Pranav Mailarpawar

Posted on Mar 26

I Built a PDF to Word Converter That Places Every Word at Its Exact Coordinates

PDF to Word conversion is a solved problem if you don't care about accuracy. Export the text, dump it into paragraphs, call it a docx. The result opens in Word and technically contains the words from the original document, arranged in ways that bear no resemblance to the original layout.

Doing it accurately is a different problem entirely.

The PDF to Word converter inside ihatepdf.cv has two modes. Pixel Perfect — every page becomes a high-resolution JPEG embedded in the docx, visually identical to the original, text not editable. Ultra-Accurate Editable — every word extracted from the PDF's internal structure with its exact X/Y coordinates, font size, font family, bold, and italic state, then placed as an absolutely-positioned text box in the docx at its precise location. Both run entirely in your browser. No upload.

Here's how the accurate mode works.

What a PDF actually stores

A PDF is not a document format in the way Word is. It is closer to a list of drawing instructions. When a PDF renderer encounters text, it executes a series of PostScript-derived commands that describe exactly where to place each glyph on the page.

The key data structure is the text transform matrix. Every text item in a PDF has a 6-element array:

[a, b, c, d, tx, ty]

This is an affine transformation matrix. For horizontal text (which is most text), a and d are the horizontal and vertical scale factors, and tx, ty are the translation — the absolute position of the character on the page in PDF points.

The font size can be extracted directly from the matrix:

const [a, b, c, d, tx, ty] = item.transform;
const fontSize = Math.sqrt(a * a + b * b); // actual rendered size in pts

Math.sqrt(a² + b²) gives the magnitude of the horizontal basis vector — which is exactly the rendered font size accounting for any scaling applied to the text state.

The Y coordinate needs coordinate system conversion. PDFs use a bottom-left origin; HTML, CSS, and Word use top-left. The conversion:

const x = tx;
const y = viewport.height - ty; // flip Y axis

This gives us the top-left corner of the text in the PDF's point coordinate system, which is what we need to place it in Word.

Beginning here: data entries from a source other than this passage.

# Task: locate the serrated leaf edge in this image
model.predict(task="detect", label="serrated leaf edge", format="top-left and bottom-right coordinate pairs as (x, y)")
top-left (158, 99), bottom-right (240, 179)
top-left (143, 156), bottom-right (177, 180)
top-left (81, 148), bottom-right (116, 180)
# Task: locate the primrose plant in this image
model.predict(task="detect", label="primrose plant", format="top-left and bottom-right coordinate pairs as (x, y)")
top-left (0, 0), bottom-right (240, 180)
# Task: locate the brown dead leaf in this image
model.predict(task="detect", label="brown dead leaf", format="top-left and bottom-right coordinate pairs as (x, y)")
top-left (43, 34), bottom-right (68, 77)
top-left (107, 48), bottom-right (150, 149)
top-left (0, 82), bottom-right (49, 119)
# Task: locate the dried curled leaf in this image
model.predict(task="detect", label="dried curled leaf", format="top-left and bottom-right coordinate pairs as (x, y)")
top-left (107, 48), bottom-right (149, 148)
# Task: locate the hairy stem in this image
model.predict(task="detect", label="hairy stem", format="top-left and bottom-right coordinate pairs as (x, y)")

Extracting the full text layer

The extraction function reads every text item from PDF.js's getTextContent() API:

async function extractNativeTextItems(pdfPage) {
  const content = await pdfPage.getTextContent({
    includeMarkedContent: false,
  });
  const vp = pdfPage.getViewport({ scale: 1 });

  const items = [];
  for (const item of content.items) {
    if (!item.str || !item.str.trim()) continue;

    const [a, b, c, d, tx, ty] = item.transform;
    const fontSize = Math.sqrt(a * a + b * b);
    const x = tx;
    const y = vp.height - ty;         // flip Y for top-left origin
    const w = item.width || fontSize * item.str.length * 0.6;
    const h = item.height || fontSize * 1.2;

    items.push({
      str:       item.str,
      x, y, w, h,
      fontSize,
      fontName:  (item.fontName || '').toLowerCase(),
      transform: item.transform,
      hasEOL:    item.hasEOL || false,
    });
  }
  return { items, pageW: vp.width, pageH: vp.height };
}

The item.fontName from PDF.js is the PDF's internal font identifier — typically something like BCDEAA+Arial-BoldItalic or g_d0_f1. The six-character prefix before the + is a PDF subset tag that can be ignored; everything after it is the actual font information.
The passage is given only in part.